An open API service indexing awesome lists of open source software.

https://github.com/jschuur/sheetfig

CLI to download Google Sheets data to JSON files
https://github.com/jschuur/sheetfig

google-sheets

Last synced: 2 months ago
JSON representation

CLI to download Google Sheets data to JSON files

Awesome Lists containing this project

README

        

# Sheetfig

Store your config data in a Google Sheet and download it to JSON files. What could possibly go wrong?

## Overview

Sheetfig is a command line utility to intelligently download data from a Google spreadsheet to local JSON files, allowing you to use Google Sheets as a mini CMS. The rows of a sheet become objects in an array with the columns as its properties.

It uses [spreadsheet-to-json](https://www.npmjs.com/package/spreadsheet-to-json) under the hood to hit the Google Drive API, but adds additional niceties to determine what data gets exported:

* Name object properties based on column headers
* Save data as primitives, arrays or nested objects
* Include rows and columns based on checkboxes or CLI options
* Save multiple worksheets using its (tab) names as filenames

## Usage

* Install globally via `npm -g i sheetfig`.
* [Create](https://sheets.new) a new Google Sheet.
* To download data from a Google sheet, you will need to [create a Google service account](https://cloud.google.com/iam/docs/creating-managing-service-accounts#iam-service-accounts-rename-console) under a Google Cloud project with the Google Sheets API [added](https://developers.google.com/workspace/guides/create-project#enable-api). This is possible under the free access tier.
* At the end of the service account creation process, [create](https://cloud.google.com/iam/docs/creating-managing-service-account-keys#creating_service_account_keys) a private key of the type JSON and download it. The `client_email` and `private_key` properties from this key file will be needed as credentials to download your Google Sheet data. Sheetfig can accept them via CLI options, a local `.env` file or the `GOOGLE_CLIENT_EMAIL` and `GOOGLE_PRIVATE_KEY` environment variables.
* [Share access](https://support.google.com/docs/answer/2494822) to the sheet for the `client_email` (Viewer access is sufficient).
* Add a few columns and rows of data to the sheet and use the first row as your field names. Rename the worksheet (tab) from `Sheet1` to `test.json`.
* Run `sheetfig download -s SHEETID`, where `SHEETID` is the long random string of characters in the Google Sheet URL after `spreadsheets/d/` and before `/edit`. It will likely start with a `1`. You can also specify it as `SHEET_ID` in the `.env` file or as an environment variable with the same name.
* You should now have a `test.json` file in your current directory.

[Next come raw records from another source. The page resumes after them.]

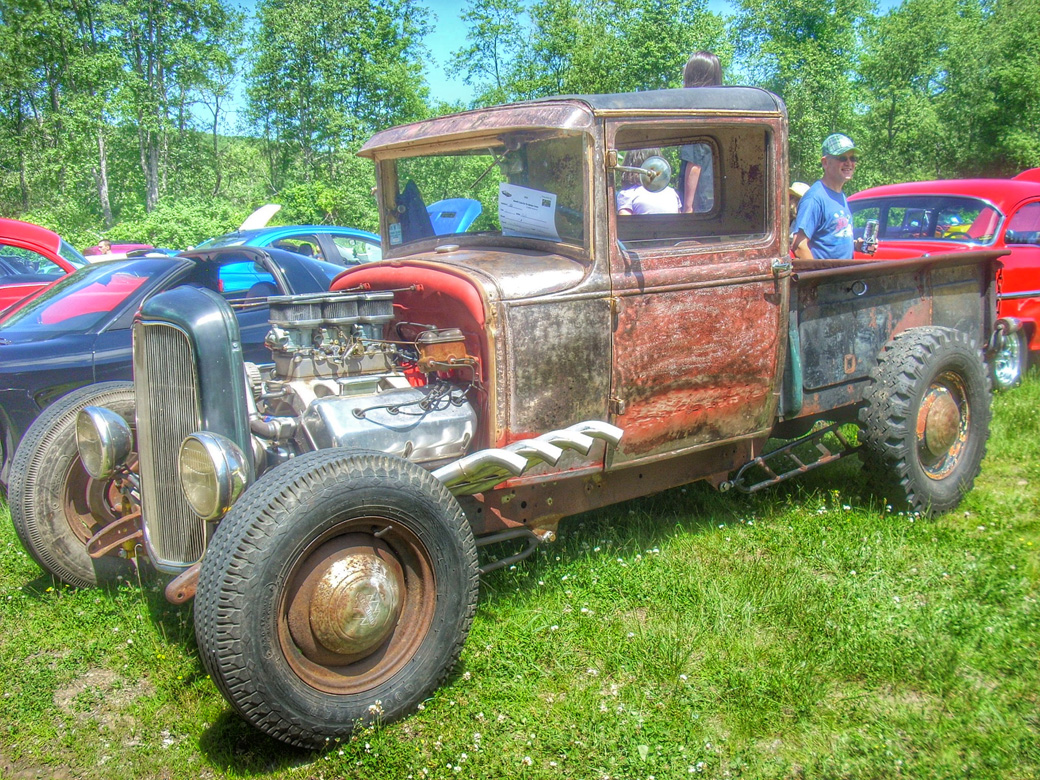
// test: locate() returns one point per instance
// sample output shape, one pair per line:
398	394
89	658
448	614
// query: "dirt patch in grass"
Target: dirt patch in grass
103	696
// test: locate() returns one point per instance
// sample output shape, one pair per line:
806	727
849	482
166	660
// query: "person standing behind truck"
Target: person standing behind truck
697	173
823	229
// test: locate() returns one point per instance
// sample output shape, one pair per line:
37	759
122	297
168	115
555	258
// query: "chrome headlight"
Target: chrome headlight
104	441
213	473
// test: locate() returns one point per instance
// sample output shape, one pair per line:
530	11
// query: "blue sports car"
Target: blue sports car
344	247
77	330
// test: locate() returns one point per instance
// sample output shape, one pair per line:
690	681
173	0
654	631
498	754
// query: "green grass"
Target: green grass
804	632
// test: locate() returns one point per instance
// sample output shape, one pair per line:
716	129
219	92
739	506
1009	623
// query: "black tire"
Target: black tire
54	503
262	578
1010	361
933	381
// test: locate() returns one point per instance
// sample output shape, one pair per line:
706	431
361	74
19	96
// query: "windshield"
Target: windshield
81	301
71	254
929	217
231	239
519	184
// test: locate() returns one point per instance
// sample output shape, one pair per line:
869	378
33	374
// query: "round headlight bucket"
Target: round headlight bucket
104	441
213	473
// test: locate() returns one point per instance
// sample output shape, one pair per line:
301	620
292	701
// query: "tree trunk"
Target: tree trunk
101	177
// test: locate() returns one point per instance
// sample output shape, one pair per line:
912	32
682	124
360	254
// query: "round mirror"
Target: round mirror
655	174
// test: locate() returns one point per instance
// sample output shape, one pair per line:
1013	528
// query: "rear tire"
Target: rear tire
55	505
927	418
337	592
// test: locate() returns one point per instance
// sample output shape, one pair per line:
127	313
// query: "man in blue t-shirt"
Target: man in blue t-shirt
823	229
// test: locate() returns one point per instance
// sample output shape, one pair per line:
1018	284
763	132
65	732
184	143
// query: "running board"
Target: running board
481	471
783	463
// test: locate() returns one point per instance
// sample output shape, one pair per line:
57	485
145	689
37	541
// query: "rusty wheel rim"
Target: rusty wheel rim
357	606
943	420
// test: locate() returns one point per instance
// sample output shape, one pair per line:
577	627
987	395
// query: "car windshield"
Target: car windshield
71	254
518	184
231	239
929	217
81	301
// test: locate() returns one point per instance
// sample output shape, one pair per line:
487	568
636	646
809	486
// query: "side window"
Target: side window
703	202
1024	226
355	251
16	261
245	279
303	244
860	217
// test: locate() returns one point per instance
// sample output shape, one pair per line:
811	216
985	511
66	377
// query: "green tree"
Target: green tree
327	74
806	51
567	47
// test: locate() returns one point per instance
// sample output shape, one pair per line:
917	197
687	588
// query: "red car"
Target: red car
938	216
115	251
30	258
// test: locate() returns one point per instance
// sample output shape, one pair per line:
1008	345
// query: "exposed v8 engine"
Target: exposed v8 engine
337	383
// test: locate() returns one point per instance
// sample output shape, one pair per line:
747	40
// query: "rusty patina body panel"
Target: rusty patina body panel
846	313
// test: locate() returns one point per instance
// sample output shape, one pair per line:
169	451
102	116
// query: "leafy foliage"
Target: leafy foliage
113	115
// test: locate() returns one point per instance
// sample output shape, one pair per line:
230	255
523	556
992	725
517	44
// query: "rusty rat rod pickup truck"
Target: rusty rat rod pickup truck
471	389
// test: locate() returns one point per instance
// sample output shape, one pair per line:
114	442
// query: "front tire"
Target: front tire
338	591
55	505
927	418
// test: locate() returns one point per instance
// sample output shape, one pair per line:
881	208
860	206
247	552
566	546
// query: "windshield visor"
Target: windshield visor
929	217
523	185
81	302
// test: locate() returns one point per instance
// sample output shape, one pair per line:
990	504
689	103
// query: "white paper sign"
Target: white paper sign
527	212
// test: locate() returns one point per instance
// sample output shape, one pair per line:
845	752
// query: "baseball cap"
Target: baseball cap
837	144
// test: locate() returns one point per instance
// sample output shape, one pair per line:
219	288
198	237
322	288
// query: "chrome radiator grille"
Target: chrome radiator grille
166	383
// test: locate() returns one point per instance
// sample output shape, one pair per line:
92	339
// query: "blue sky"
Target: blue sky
448	34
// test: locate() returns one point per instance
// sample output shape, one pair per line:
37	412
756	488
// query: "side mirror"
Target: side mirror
654	174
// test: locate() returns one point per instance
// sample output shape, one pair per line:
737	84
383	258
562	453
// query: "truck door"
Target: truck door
699	307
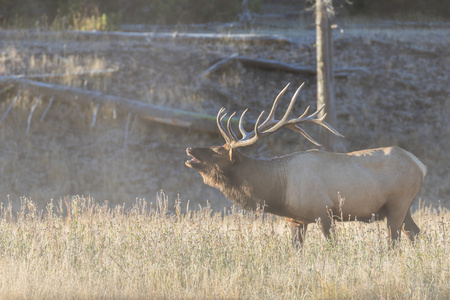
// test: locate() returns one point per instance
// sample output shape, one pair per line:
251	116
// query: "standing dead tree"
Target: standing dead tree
325	88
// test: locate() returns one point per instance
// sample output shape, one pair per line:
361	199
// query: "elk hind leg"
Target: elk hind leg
298	231
410	228
395	216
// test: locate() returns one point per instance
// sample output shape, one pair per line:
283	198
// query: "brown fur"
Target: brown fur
304	186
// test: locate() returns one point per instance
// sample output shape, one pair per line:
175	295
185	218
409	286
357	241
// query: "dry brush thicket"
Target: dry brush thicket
80	249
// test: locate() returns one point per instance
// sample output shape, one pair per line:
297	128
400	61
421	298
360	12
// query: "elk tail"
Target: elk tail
421	166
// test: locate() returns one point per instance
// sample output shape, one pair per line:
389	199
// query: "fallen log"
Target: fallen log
54	75
171	116
246	38
273	65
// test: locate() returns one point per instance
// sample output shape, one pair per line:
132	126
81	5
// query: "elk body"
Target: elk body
303	187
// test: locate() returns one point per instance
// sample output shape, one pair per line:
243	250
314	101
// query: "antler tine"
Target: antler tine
230	129
220	125
312	119
270	124
271	117
304	133
241	127
283	122
248	138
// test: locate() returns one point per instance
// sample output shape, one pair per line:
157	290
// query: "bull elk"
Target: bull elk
303	186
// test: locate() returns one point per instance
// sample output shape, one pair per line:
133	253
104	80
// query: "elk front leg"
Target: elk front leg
410	228
298	231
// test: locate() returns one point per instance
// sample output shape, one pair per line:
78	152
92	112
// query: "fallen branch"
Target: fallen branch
274	65
31	113
163	36
218	65
47	108
10	106
82	73
175	117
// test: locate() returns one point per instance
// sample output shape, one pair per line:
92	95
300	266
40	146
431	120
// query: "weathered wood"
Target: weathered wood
245	38
325	87
274	65
171	116
10	106
218	65
31	113
54	75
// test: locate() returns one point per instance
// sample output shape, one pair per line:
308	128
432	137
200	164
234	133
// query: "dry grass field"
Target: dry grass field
195	246
96	252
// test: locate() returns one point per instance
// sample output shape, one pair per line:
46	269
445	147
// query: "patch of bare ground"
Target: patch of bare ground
402	99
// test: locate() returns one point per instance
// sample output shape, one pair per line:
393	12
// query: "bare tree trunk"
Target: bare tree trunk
325	87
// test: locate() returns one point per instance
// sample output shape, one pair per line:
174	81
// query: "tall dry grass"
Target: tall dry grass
80	249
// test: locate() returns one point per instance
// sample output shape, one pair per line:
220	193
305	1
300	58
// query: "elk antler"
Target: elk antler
270	125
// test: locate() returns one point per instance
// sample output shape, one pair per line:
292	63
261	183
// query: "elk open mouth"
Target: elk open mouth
192	161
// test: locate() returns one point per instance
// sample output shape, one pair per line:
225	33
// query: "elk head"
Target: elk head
216	161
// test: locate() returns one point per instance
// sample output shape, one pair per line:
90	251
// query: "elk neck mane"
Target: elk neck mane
251	182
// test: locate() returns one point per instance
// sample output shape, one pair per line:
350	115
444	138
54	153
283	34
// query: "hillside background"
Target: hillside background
399	94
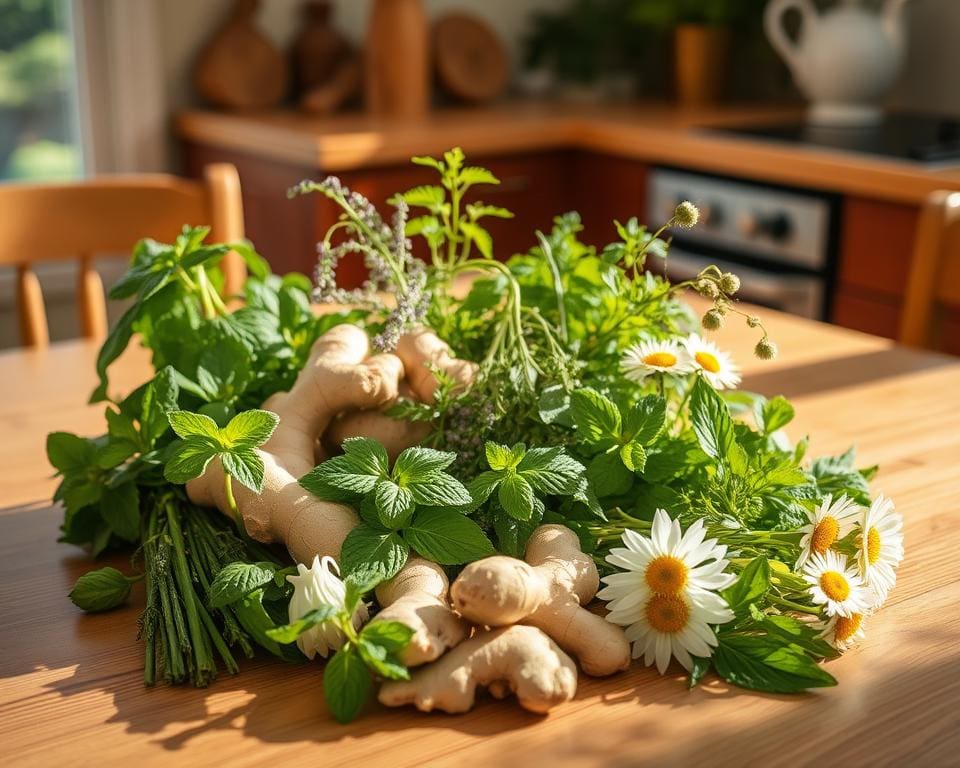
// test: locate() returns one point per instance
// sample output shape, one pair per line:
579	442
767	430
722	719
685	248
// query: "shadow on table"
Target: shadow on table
843	372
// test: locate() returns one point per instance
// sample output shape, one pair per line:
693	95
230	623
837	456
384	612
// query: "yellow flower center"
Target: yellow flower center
835	586
667	613
845	628
873	545
824	534
708	362
666	575
660	359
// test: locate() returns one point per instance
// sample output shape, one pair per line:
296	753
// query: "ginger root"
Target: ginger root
517	659
547	591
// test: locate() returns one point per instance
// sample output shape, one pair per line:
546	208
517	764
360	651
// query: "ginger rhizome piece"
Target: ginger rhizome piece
548	590
340	377
518	659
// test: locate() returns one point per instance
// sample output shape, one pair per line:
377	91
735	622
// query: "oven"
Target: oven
781	242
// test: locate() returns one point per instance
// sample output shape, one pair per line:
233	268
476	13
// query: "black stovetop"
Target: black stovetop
921	138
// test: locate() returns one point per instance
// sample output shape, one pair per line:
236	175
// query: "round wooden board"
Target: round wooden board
470	60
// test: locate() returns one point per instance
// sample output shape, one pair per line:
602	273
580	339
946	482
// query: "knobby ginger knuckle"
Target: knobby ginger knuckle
518	659
548	591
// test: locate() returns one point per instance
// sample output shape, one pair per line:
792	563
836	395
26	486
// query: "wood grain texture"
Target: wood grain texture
71	690
651	133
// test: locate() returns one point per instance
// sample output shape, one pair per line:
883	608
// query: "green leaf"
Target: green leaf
392	635
120	509
752	584
368	548
187	424
380	661
415	463
366	455
447	538
439	490
288	633
394	504
479	236
608	475
251	429
245	466
634	456
516	497
596	417
499	457
644	421
346	683
189	461
551	470
100	590
764	665
237	580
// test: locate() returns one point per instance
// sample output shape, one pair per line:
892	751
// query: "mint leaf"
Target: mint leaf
237	580
499	457
250	429
245	466
346	683
414	463
383	552
288	633
394	504
596	417
447	538
439	490
100	590
752	584
189	461
516	497
366	455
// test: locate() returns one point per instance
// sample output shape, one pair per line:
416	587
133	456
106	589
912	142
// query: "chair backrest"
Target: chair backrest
78	220
934	269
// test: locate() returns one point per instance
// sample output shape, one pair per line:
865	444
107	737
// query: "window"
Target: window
39	125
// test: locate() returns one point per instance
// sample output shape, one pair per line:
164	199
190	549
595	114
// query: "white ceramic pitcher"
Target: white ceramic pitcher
844	60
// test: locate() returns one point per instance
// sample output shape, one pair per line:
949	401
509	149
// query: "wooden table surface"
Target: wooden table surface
70	684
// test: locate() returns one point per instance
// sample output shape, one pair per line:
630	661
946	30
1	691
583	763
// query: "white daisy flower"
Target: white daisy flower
842	632
881	546
649	356
715	365
828	523
667	594
320	584
836	585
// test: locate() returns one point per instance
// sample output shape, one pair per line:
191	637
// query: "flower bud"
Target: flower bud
686	215
765	349
711	320
729	283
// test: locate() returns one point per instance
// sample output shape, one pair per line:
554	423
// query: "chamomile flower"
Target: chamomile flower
880	546
828	523
650	356
836	585
842	632
320	584
666	595
715	365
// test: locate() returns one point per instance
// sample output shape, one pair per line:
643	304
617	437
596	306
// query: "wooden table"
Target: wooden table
71	690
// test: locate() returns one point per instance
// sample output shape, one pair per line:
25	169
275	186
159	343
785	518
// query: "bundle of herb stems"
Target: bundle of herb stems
184	547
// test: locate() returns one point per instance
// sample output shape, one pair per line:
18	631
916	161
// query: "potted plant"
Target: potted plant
702	34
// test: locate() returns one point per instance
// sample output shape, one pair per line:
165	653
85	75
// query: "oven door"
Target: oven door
796	294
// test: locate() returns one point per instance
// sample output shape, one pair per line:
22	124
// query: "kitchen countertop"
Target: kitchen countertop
71	690
653	133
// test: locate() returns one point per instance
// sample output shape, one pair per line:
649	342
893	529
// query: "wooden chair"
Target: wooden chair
934	270
78	220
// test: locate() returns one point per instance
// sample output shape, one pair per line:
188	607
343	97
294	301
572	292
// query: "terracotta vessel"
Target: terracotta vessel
701	61
397	76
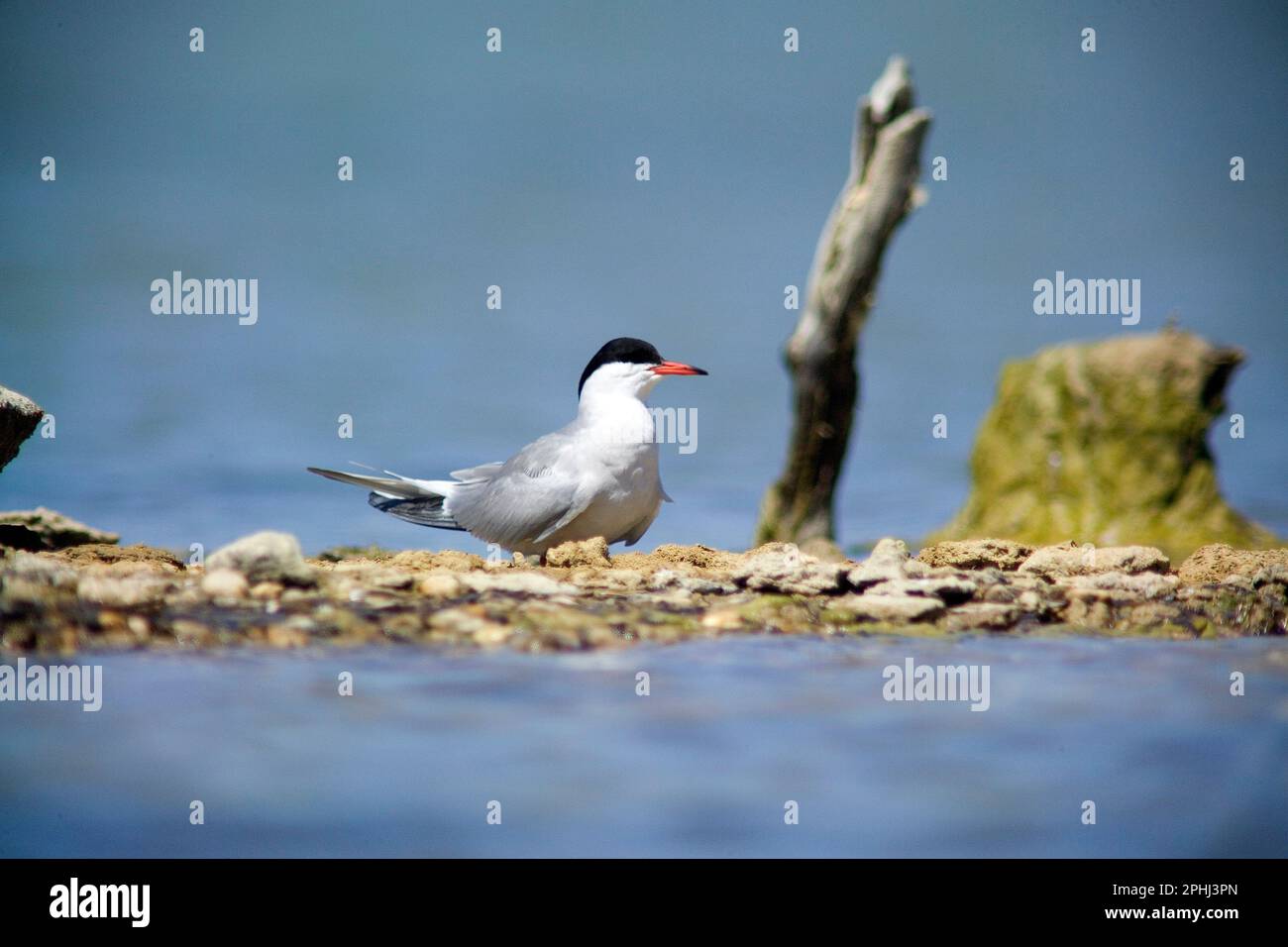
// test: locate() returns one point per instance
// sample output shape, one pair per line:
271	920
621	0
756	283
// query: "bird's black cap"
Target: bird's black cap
623	350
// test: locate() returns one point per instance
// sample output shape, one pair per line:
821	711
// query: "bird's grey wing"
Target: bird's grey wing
483	472
532	496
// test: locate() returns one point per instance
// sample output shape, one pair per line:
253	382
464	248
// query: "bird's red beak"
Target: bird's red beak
677	368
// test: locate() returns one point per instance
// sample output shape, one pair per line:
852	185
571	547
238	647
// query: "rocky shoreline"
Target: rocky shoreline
262	591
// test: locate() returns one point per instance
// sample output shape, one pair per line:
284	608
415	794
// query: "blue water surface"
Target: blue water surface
730	732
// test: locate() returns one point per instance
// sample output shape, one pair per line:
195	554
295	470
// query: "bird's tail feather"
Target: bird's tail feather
416	501
425	510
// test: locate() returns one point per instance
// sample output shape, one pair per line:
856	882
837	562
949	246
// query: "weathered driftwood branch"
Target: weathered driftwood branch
820	355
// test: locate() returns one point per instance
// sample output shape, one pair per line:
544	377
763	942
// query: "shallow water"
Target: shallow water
730	731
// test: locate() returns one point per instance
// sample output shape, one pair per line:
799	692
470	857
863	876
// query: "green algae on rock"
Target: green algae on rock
1106	442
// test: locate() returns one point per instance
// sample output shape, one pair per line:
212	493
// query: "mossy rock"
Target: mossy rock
1107	442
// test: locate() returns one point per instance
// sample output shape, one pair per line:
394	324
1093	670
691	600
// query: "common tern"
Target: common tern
593	476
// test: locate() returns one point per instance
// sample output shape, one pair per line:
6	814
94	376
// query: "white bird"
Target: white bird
595	476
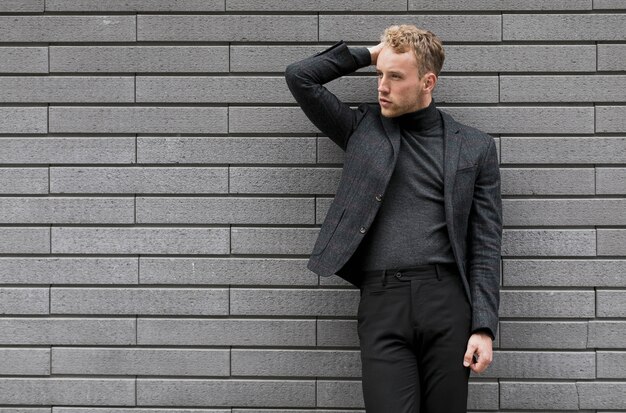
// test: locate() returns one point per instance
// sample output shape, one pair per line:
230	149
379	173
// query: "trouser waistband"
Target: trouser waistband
416	272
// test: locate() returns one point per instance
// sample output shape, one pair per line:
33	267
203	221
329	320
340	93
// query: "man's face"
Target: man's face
400	88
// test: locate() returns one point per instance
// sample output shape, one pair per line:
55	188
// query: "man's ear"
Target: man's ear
430	80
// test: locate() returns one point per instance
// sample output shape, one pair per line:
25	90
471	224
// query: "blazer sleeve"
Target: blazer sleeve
306	79
484	243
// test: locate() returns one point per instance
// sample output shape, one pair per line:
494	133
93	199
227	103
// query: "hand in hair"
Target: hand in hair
375	50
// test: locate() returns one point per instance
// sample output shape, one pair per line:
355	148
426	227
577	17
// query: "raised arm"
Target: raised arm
306	79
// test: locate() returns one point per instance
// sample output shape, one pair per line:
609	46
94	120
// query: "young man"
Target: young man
416	223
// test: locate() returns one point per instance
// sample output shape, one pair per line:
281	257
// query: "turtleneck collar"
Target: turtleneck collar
421	120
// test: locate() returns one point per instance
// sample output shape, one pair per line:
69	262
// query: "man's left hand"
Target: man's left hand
479	344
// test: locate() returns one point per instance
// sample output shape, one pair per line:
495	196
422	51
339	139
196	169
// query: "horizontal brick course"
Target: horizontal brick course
136	119
98	240
227	28
140	361
225	332
229	210
57	28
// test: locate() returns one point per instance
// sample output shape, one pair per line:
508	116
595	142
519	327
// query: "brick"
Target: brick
268	120
230	210
93	150
70	210
227	28
602	395
135	5
287	180
520	58
316	5
537	304
611	119
579	150
68	270
51	28
611	181
424	5
136	119
232	271
545	395
329	152
542	365
562	88
99	240
128	301
232	150
450	28
265	58
595	27
567	242
26	410
547	181
606	334
66	330
609	4
27	6
67	391
611	303
144	59
293	302
23	180
24	240
140	361
272	240
564	273
296	363
70	89
611	57
23	59
24	300
611	242
611	364
349	394
337	333
339	393
483	395
25	361
321	209
564	212
60	409
132	180
543	335
225	332
525	119
230	89
23	119
203	392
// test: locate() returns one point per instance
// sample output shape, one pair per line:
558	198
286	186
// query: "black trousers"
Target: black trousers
413	327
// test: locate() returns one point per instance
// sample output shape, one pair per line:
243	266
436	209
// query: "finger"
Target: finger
469	354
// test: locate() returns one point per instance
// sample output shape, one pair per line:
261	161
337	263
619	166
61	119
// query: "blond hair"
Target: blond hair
425	45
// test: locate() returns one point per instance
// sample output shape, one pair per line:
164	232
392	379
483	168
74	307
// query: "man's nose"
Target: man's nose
382	86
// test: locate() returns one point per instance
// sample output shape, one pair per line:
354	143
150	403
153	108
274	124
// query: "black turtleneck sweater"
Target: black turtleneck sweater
410	227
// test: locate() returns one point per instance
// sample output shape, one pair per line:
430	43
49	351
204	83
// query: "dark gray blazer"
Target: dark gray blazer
473	205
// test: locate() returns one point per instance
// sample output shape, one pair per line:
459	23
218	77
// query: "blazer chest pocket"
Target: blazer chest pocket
331	222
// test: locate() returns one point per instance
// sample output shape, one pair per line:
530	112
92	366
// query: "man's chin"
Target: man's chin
387	112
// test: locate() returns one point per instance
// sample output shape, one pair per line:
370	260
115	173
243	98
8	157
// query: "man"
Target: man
416	223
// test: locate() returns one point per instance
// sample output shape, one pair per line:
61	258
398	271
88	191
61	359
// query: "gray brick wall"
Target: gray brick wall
160	193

Run `sheetfig --help` for more options.

The export process ignores formatting. If a cell contains a formula, the results of that formula will be exported.

Note that certain [usage limits](https://developers.google.com/sheets/api/limits) apply to how frequent you can use the Google Sheets API.

## Customising the export process

By default, sheetfig will download every row and every column from a sheet into an array of objects, using the value of a column's first row for the property names (AKA the 'fields'). Checkboxes become booleans, integers and floats are parsed accordingly and everything else exports as a string. The worksheet name is used as the filename, with each worksheet exporting to a separate file.

You can pass in additional CLI options to determine which columns or rows to export:

* Pass in a comma-separated list of fields via `-x` or `--exclude-fields` and `-i` or `--include-fields` to exclude or only include specific fields.
* Pass in a [range](https://www.npmjs.com/package/parse-numeric-range#supported-expressions) of line numbers via `-r` or `--ignore-rows` to not export them.
* Specify a row number via `-n` or `--include-instructions` with a range of checkboxes to only include columns with a checked checkbox ([example](#example)).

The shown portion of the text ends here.